Food for Thought

Janine Brodie, a Trudeau Fellow, gave a thought-provoking ‘big thinking’ lecture at the 2012 Congress of Humanities and Social Sciences in Waterloo, entitled, Social Literacy and Social Justice in Times of Crisis. Her lecture was a brilliant political analysis of the current trends affecting Canadian society, with a rich history of critical role of the social sciences. I am going to quote liberally from her paper, to share some of her critical insights into our present economic and social trajectory, and I strongly encourage you to read the entire paper.

The present global economic crisis denies the next generation the promise of social mobility, which is so critical to the implicit social contract of liberal democracies (p. 4)

The 2011 OECD report reminds member countries that income redistribution is “at the core of responsible government” (p. 8).

In his 1931 book, Inequality, Tawney argues that democracy is an inherently unstable form of government unless it is also committed to the elimination of all forms of privilege and to the taming of economic power (1931: 30) (p. 10).

The social sciences challenged hierarchy, fatalism and ignorance, and generated new ways of thinking about the possibilities of democratic governance (Delanty, 1997: 25) (p.10).

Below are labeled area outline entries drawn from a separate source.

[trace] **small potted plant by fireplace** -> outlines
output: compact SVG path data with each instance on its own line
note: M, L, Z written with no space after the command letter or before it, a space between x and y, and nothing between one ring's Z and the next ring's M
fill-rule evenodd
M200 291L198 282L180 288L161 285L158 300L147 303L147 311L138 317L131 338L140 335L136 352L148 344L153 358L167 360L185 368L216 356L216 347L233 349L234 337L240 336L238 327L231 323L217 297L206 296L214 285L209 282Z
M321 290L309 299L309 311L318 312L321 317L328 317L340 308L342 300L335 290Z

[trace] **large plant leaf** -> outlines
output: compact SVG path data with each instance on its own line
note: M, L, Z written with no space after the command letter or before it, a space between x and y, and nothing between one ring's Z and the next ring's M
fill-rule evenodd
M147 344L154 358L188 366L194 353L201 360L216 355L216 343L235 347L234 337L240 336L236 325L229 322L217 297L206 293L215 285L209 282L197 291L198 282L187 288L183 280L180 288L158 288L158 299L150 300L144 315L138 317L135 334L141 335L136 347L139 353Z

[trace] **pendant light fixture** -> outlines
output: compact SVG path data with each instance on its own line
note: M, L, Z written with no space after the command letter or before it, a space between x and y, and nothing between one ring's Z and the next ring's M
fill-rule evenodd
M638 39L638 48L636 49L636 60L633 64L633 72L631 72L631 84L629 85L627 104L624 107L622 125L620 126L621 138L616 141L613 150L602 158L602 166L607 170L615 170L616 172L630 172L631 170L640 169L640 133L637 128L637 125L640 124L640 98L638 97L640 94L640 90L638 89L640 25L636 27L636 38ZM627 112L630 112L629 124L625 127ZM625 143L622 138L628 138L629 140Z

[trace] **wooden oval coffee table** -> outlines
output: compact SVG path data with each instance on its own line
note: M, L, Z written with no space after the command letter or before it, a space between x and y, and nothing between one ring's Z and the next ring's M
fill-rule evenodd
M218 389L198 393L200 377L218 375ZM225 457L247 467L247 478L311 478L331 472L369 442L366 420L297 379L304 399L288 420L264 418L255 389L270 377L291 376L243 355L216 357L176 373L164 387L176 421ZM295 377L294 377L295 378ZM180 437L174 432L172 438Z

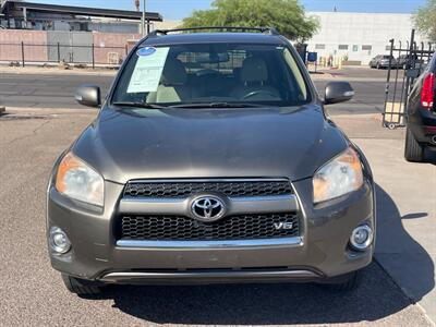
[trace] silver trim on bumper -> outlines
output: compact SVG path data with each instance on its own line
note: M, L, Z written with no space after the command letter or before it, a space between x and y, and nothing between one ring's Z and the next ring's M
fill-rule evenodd
M230 279L249 279L250 281L256 279L316 279L320 276L316 272L305 269L295 270L278 270L278 271L175 271L175 272L109 272L102 276L99 280L104 282L120 282L120 281L134 281L134 280L186 280L194 279L201 280L230 280Z
M192 198L124 197L119 210L136 215L185 215L191 216ZM294 213L299 210L295 195L229 197L226 216L241 214Z
M231 249L231 247L277 247L301 246L303 238L280 238L265 240L230 240L230 241L135 241L119 240L118 247L123 249Z

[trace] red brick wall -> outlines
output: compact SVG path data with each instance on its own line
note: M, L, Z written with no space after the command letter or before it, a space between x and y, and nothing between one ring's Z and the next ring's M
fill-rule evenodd
M131 40L137 40L141 38L140 34L121 34L121 33L93 33L94 38L94 56L96 63L108 63L108 53L117 52L118 58L123 60L128 51L131 50L134 43Z
M0 29L0 61L21 61L22 41L26 61L47 61L47 33L21 29Z

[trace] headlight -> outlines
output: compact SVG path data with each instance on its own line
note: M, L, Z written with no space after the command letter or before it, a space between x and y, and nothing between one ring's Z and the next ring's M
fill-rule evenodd
M104 206L105 182L102 177L71 153L66 154L59 165L56 190L71 198Z
M363 184L362 165L349 147L317 170L313 179L314 203L339 197L359 190Z

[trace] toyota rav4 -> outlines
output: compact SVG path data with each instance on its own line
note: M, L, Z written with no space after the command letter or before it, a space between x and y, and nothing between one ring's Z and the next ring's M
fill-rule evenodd
M374 252L374 182L324 109L350 84L320 99L275 29L198 29L138 41L102 101L97 86L77 89L100 110L50 177L52 267L82 295L107 283L354 287Z

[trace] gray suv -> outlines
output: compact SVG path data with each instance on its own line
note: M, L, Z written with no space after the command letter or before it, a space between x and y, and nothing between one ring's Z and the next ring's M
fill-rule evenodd
M374 252L374 182L324 110L353 89L330 83L319 99L275 29L198 29L138 41L102 105L97 86L77 89L100 110L49 180L52 267L81 295L108 283L353 288Z

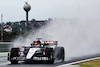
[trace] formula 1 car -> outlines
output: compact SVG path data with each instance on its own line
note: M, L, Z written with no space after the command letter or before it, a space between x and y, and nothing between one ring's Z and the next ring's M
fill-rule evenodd
M31 46L14 47L8 53L8 61L18 64L18 61L43 61L53 64L54 60L64 61L65 53L63 47L57 46L57 41L41 41L37 38Z

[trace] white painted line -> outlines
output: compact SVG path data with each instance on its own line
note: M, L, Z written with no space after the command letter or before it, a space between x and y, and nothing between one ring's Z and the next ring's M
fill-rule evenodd
M81 62L86 62L86 61L90 61L90 60L94 60L94 59L99 59L100 57L96 57L96 58L91 58L91 59L86 59L86 60L82 60L82 61L77 61L77 62L72 62L72 63L68 63L68 64L63 64L60 66L56 66L56 67L66 67L72 64L77 64L77 63L81 63Z

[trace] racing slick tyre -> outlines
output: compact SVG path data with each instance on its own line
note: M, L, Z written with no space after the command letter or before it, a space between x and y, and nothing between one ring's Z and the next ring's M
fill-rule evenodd
M45 55L49 58L47 61L48 64L53 64L54 63L54 51L52 48L46 48L45 50Z
M62 62L65 59L65 53L63 47L56 47L55 48L55 58L58 60L62 60Z
M17 60L11 60L10 61L12 64L18 64L18 61Z
M12 48L9 57L10 62L12 64L18 64L18 60L17 59L13 60L13 57L19 57L19 48Z

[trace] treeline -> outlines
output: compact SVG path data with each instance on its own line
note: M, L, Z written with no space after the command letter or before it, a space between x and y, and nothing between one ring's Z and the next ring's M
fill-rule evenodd
M48 20L35 20L32 19L28 22L28 32L32 30L37 30L42 26L45 26L51 19ZM17 21L17 22L7 22L0 24L0 41L1 37L3 38L3 42L10 42L17 38L20 35L25 35L26 32L26 21ZM1 36L3 33L3 36Z

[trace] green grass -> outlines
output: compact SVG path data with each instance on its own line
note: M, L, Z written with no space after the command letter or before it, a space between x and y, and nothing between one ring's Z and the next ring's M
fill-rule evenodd
M80 65L81 67L100 67L100 59L82 62L75 65Z

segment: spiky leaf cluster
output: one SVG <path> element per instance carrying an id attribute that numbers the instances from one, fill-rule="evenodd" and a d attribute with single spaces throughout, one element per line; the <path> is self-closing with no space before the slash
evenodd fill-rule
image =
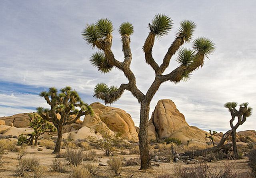
<path id="1" fill-rule="evenodd" d="M 108 18 L 99 19 L 95 24 L 87 24 L 82 32 L 83 38 L 93 47 L 99 47 L 102 42 L 112 39 L 114 31 L 112 22 Z"/>
<path id="2" fill-rule="evenodd" d="M 32 134 L 36 138 L 45 132 L 54 132 L 56 131 L 56 128 L 52 124 L 43 119 L 41 116 L 34 114 L 30 115 L 30 127 L 33 128 L 34 132 Z"/>
<path id="3" fill-rule="evenodd" d="M 110 65 L 105 58 L 104 53 L 96 52 L 90 58 L 91 64 L 102 73 L 108 73 L 111 71 L 113 66 Z"/>
<path id="4" fill-rule="evenodd" d="M 118 29 L 118 32 L 121 36 L 125 35 L 131 35 L 133 33 L 134 30 L 133 26 L 130 22 L 126 22 L 122 23 Z"/>
<path id="5" fill-rule="evenodd" d="M 148 24 L 150 31 L 157 37 L 166 35 L 172 27 L 172 20 L 168 16 L 158 14 L 154 18 L 151 24 Z"/>
<path id="6" fill-rule="evenodd" d="M 215 50 L 215 45 L 211 40 L 205 37 L 200 37 L 194 40 L 193 48 L 207 56 Z"/>
<path id="7" fill-rule="evenodd" d="M 182 38 L 185 42 L 190 42 L 196 27 L 196 25 L 193 22 L 183 20 L 180 22 L 180 27 L 178 30 L 176 36 Z"/>
<path id="8" fill-rule="evenodd" d="M 97 84 L 94 87 L 93 96 L 104 100 L 106 104 L 112 104 L 118 100 L 121 94 L 116 86 L 108 87 L 104 83 Z"/>
<path id="9" fill-rule="evenodd" d="M 232 109 L 234 109 L 237 106 L 236 102 L 228 102 L 224 104 L 224 107 L 228 109 L 230 111 Z"/>

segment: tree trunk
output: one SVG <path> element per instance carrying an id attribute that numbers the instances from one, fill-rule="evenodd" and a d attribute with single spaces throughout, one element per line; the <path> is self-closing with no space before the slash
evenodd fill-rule
<path id="1" fill-rule="evenodd" d="M 35 143 L 34 145 L 34 146 L 36 146 L 37 145 L 37 140 L 38 140 L 38 137 L 36 137 L 35 138 Z"/>
<path id="2" fill-rule="evenodd" d="M 33 144 L 33 140 L 34 140 L 34 135 L 31 135 L 29 139 L 30 139 L 30 141 L 28 143 L 28 145 L 32 145 Z"/>
<path id="3" fill-rule="evenodd" d="M 60 150 L 60 145 L 61 144 L 61 140 L 62 137 L 63 127 L 62 126 L 59 126 L 57 128 L 58 131 L 58 138 L 56 142 L 56 145 L 54 150 L 52 153 L 59 153 Z"/>
<path id="4" fill-rule="evenodd" d="M 148 124 L 149 114 L 149 103 L 144 102 L 140 104 L 140 170 L 152 168 L 149 156 L 148 142 Z"/>
<path id="5" fill-rule="evenodd" d="M 237 147 L 236 147 L 236 130 L 234 129 L 232 131 L 232 144 L 233 144 L 233 152 L 234 152 L 234 156 L 236 159 L 238 158 L 238 153 L 237 151 Z"/>

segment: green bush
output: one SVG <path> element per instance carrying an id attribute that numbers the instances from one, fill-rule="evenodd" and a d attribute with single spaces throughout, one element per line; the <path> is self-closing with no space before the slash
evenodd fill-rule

The social in social literacy is irreducibly relational, emphasizing our mutual interdependence while literacy refers to proficiency in a particular way of seeing and understanding (p. 12).

Can we really comes to grips with our uncertain world without first interrogating the profoundly anti-social instincts of market-driven governance that have informed our politics and our daily lives for more than a generation (p. 15)?

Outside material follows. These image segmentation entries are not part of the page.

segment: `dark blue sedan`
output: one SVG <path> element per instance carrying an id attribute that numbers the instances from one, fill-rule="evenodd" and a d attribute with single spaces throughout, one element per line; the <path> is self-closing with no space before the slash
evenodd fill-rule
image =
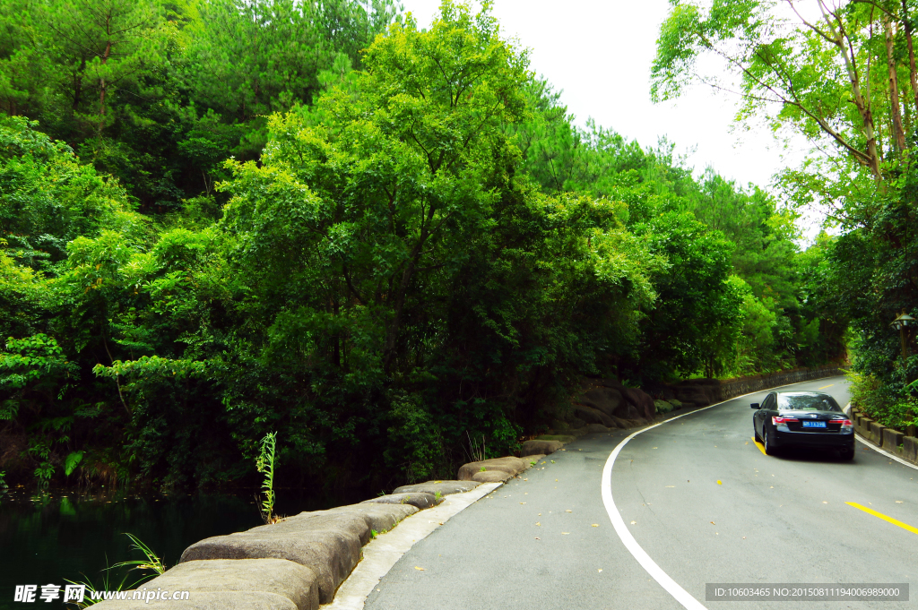
<path id="1" fill-rule="evenodd" d="M 834 449 L 844 460 L 855 457 L 854 426 L 827 394 L 772 392 L 752 408 L 756 440 L 768 455 L 783 447 L 810 447 Z"/>

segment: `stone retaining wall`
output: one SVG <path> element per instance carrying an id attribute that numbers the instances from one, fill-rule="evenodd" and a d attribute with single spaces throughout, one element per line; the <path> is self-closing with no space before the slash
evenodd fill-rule
<path id="1" fill-rule="evenodd" d="M 721 382 L 721 400 L 729 400 L 733 396 L 741 396 L 744 394 L 777 388 L 781 385 L 809 382 L 813 379 L 823 379 L 823 377 L 835 377 L 842 374 L 844 374 L 842 369 L 837 366 L 830 366 L 818 369 L 782 371 L 767 375 L 725 379 Z"/>
<path id="2" fill-rule="evenodd" d="M 874 421 L 857 407 L 851 409 L 851 419 L 855 425 L 855 432 L 862 438 L 905 461 L 918 464 L 918 438 Z"/>

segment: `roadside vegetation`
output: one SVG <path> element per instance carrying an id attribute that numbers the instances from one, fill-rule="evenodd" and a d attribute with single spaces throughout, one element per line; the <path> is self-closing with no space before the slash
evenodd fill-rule
<path id="1" fill-rule="evenodd" d="M 852 395 L 904 430 L 918 416 L 918 69 L 912 0 L 673 4 L 653 94 L 705 83 L 738 94 L 736 120 L 803 136 L 800 167 L 778 176 L 789 209 L 818 207 L 839 237 L 801 255 L 800 296 L 850 328 Z M 702 56 L 733 79 L 697 70 Z"/>
<path id="2" fill-rule="evenodd" d="M 674 6 L 657 95 L 706 40 L 766 36 L 732 6 Z M 581 375 L 837 363 L 849 327 L 859 374 L 910 400 L 918 360 L 889 323 L 918 316 L 912 140 L 889 135 L 874 78 L 884 139 L 861 159 L 837 54 L 781 61 L 825 72 L 829 93 L 794 90 L 829 95 L 808 104 L 840 108 L 823 123 L 850 146 L 802 106 L 767 115 L 821 146 L 775 194 L 578 127 L 487 4 L 444 2 L 429 27 L 387 0 L 0 7 L 8 482 L 248 484 L 259 460 L 269 503 L 276 460 L 288 484 L 393 487 L 507 455 Z M 875 71 L 880 42 L 857 46 Z M 741 82 L 772 78 L 762 61 Z M 774 110 L 744 86 L 741 116 Z M 901 106 L 912 139 L 912 93 Z M 802 248 L 813 199 L 842 235 Z"/>

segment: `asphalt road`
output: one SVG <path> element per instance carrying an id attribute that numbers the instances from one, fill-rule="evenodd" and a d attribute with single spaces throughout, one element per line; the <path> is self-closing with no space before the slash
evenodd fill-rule
<path id="1" fill-rule="evenodd" d="M 844 378 L 792 387 L 848 401 Z M 764 455 L 749 403 L 766 394 L 690 413 L 622 448 L 611 491 L 637 543 L 708 608 L 918 607 L 918 590 L 911 602 L 705 601 L 707 582 L 918 583 L 918 536 L 845 504 L 918 527 L 918 471 L 860 443 L 850 462 Z M 366 607 L 681 608 L 615 533 L 600 496 L 603 466 L 630 432 L 570 443 L 453 516 L 402 557 Z"/>

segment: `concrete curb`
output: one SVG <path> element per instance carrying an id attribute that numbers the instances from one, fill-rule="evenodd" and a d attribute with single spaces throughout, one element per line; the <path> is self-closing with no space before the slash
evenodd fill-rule
<path id="1" fill-rule="evenodd" d="M 855 438 L 862 445 L 867 445 L 875 451 L 882 453 L 890 460 L 895 460 L 899 463 L 913 468 L 918 471 L 918 463 L 911 460 L 905 460 L 892 451 L 898 453 L 898 446 L 902 445 L 904 457 L 914 456 L 918 460 L 918 439 L 914 437 L 906 437 L 901 432 L 897 432 L 881 426 L 866 416 L 862 416 L 859 411 L 851 407 L 851 404 L 845 407 L 849 418 L 854 418 Z M 893 449 L 895 447 L 897 449 Z"/>
<path id="2" fill-rule="evenodd" d="M 364 559 L 341 582 L 334 601 L 323 605 L 323 610 L 362 610 L 373 588 L 416 542 L 501 485 L 486 482 L 471 492 L 447 495 L 439 506 L 416 513 L 392 531 L 377 536 L 364 547 Z"/>

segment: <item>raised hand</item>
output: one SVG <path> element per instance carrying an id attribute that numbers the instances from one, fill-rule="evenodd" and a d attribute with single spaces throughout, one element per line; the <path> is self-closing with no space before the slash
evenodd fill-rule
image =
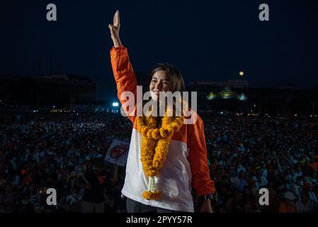
<path id="1" fill-rule="evenodd" d="M 120 39 L 119 38 L 119 30 L 120 28 L 120 20 L 119 17 L 119 11 L 116 11 L 114 15 L 113 24 L 108 25 L 110 31 L 111 39 L 114 43 L 114 47 L 118 48 L 122 45 Z"/>

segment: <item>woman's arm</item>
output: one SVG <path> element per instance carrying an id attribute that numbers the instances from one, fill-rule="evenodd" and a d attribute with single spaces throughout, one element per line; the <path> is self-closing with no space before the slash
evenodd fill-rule
<path id="1" fill-rule="evenodd" d="M 192 114 L 197 114 L 192 111 Z M 192 187 L 199 196 L 214 194 L 214 181 L 210 176 L 210 170 L 207 161 L 207 148 L 204 134 L 203 121 L 197 115 L 197 121 L 188 126 L 188 144 L 190 148 L 189 162 L 192 173 Z M 204 200 L 200 212 L 212 212 L 210 199 Z"/>

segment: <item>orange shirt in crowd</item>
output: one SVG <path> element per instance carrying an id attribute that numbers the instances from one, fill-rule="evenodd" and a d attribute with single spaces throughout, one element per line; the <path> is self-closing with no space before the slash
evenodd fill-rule
<path id="1" fill-rule="evenodd" d="M 294 204 L 289 204 L 283 201 L 279 206 L 279 213 L 297 213 L 296 206 Z"/>

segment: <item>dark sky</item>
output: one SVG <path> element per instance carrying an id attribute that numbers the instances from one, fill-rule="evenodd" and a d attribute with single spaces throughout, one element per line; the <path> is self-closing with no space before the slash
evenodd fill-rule
<path id="1" fill-rule="evenodd" d="M 121 39 L 137 72 L 167 62 L 186 82 L 239 79 L 243 70 L 252 87 L 317 85 L 316 2 L 1 0 L 0 74 L 99 78 L 99 96 L 108 98 L 115 82 L 108 24 L 118 9 Z M 57 6 L 57 21 L 46 20 L 50 3 Z M 270 21 L 259 20 L 261 3 L 269 6 Z"/>

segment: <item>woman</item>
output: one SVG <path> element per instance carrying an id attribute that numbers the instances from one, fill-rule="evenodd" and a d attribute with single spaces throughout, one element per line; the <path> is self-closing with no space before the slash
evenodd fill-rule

Between 1980 and 2009, the market incomes of the top 20% of earners in Canada increased by 38%, remained stagnant for the middle 20%, and dropped by 11% for the bottom 20%. In the decade between 1997 and 2007, the top 1% took 32% of all income growth (CCPA, 2012) (p. 19).

Nothing has trickled down, except perhaps insecurity and uncertainty (p. 19).

It is far easier to change the subject or shoot the messenger: in short, to manufacture social illiteracy. . .Typically junk politics breeds contempt for experts and science and asserts stark divisions between taxpayers and freeloaders, immigrants and native born, public workers and private workers, and criminals and victims (DeMott, 2003; Himmelfarb, 2011:6) (pp. 20-12).

 In Canada, we see the production of social illiteracy in the staging of horizontal antagonisms, the silencing of equity-seeking groups, and the suppression of social knowledge. The dismantling of equity-seeking and environmental groups is another vector in the active production of social illiteracy in contemporary Canada (p. 21-22).

How can we [social scientists] inform Canadians about changing social needs or contribute to evidence-based policy-making with outdated and insufficient information?